Italia tradita

di Piero Altieri

Con amarezza indicibile ho appreso la notizia che papa Benedetto aveva deciso di non accogliere più l’invito che le autorità accademiche della università “La Sapienza” di Roma gli avevano rivolto chiedendogli non una “lectio magistralis”, ma un contributo sapiente e qualificato sul tema che doveva caratterizzare l’inaugurazione dell’anno accademico.

Una riflessione sul dibattito così attuale e da molti condiviso, in relazione appunto al tema giuridico e morale della “pena di morte” ancora presente nelle legislazioni di molti Paesi, nonostante la dichiarazione per una sua “moratoria” proveniente dall’ultima Assemblea dell’Onu.

È stato inferto un vulnus al cuore profondo della Nazione, nel tentativo di censurare a così alto livello la sua identità, che si è formata secoli prima delle derive vissute dalla stagione del Risorgimento.

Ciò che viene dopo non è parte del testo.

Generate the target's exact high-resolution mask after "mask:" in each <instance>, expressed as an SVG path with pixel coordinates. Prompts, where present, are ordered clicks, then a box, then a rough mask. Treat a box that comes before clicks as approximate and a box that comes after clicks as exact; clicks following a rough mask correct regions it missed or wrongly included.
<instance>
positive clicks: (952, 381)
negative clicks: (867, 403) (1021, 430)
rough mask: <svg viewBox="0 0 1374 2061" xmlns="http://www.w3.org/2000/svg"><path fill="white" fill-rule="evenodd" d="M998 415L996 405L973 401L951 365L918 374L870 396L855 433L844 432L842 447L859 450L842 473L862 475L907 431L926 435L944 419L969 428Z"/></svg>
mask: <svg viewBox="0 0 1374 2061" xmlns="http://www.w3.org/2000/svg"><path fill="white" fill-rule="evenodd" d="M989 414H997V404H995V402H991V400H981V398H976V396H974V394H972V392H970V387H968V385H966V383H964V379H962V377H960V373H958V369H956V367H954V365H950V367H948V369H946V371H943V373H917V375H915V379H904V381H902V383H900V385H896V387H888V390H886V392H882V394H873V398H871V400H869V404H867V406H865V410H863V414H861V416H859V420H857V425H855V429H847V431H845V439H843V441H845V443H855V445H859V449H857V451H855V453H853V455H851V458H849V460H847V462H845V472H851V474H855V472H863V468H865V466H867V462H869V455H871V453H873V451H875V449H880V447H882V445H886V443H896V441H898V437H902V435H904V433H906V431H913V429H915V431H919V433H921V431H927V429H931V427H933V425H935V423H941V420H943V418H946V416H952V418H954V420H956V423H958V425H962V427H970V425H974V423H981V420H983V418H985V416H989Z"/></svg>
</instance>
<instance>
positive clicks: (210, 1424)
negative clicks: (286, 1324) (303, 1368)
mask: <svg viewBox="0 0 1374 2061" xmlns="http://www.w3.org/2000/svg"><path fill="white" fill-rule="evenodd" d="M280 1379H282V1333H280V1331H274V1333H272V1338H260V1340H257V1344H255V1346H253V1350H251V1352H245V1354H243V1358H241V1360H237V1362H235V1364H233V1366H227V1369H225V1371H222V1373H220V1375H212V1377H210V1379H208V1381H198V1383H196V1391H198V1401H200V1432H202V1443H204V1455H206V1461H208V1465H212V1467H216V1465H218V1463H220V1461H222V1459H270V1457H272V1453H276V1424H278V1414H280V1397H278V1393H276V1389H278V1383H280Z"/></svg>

Si tratta di un sussulto agonizzante di quell’anticlericalismo che ha attraversato trionfante il primo secolo dell’unità d’Italia o, di un suo “rilancio”, con il tentativo di ricacciare nel silenzio delle sagrestie quella forza che scaturisce dal Vangelo, testimoniato (purtroppo non sempre!) lungo i secoli dalla Chiesa, e che faceva scrivere a quella laicissima intelligenza quale era Benedetto Croce, in un momento drammatico della storia d’Europa (citiamolo ancora una volta): “Perché non possiamo non dirci cristiani”.

E questo alla faccia delle pretese di un certo Odifreddi che, ben conoscendo le tabelline pitagoriche ed altro ancora nel campo delle matematiche, sul palcoscenico delle Tv li qualifica come “cretini”, pensando di poter affrontare il dramma dell’esistenza e della storia con i bilancini dei laboratori farmaceutici.

Già aveva dato l’incipit “Papa Eugenio” (al secolo Scalfari) nell’editoriale di Repubblica di domenica scorsa, opportunamente citato nel “Periscopio” di questa settimana (cfr. pag. 11 dell’edizione cartacea).

Un piccolo gruppo di docenti e una pattuglia di studenti scalmanati hanno dato un’immagine dell’università romana distorta e capovolta. Universitas: la ricerca della sapienza, dei saperi, con la forza della ragione. La forza della ragione che scandaglia l’universo per cogliere quelle conoscenze e quelle risorse che rendono più degna la vita dell’uomo e più abitabile la casa dove è chiamato a vivere il tempo della storia.

Ma ancor più (e non in opposizione, anzi!) la forza che consente all’uomo di porsi di fronte alle domande che danno significato alla sua esistenza e alle scelte che devono interessare le scelte che scandiscono la sua partecipazione alla costruzione della “grande casa comune”.

Così l’orizzonte che ha fatto nascere e crescere le universitates che hanno modellato l’identità culturale dell’Occidente, nello sforzo continuo e sempre rinnovato di ricondurre a sintesi più alte le conoscenze e le risposte scaturite dalla ricerca e dal confronto. Questo era ed è “laicità”.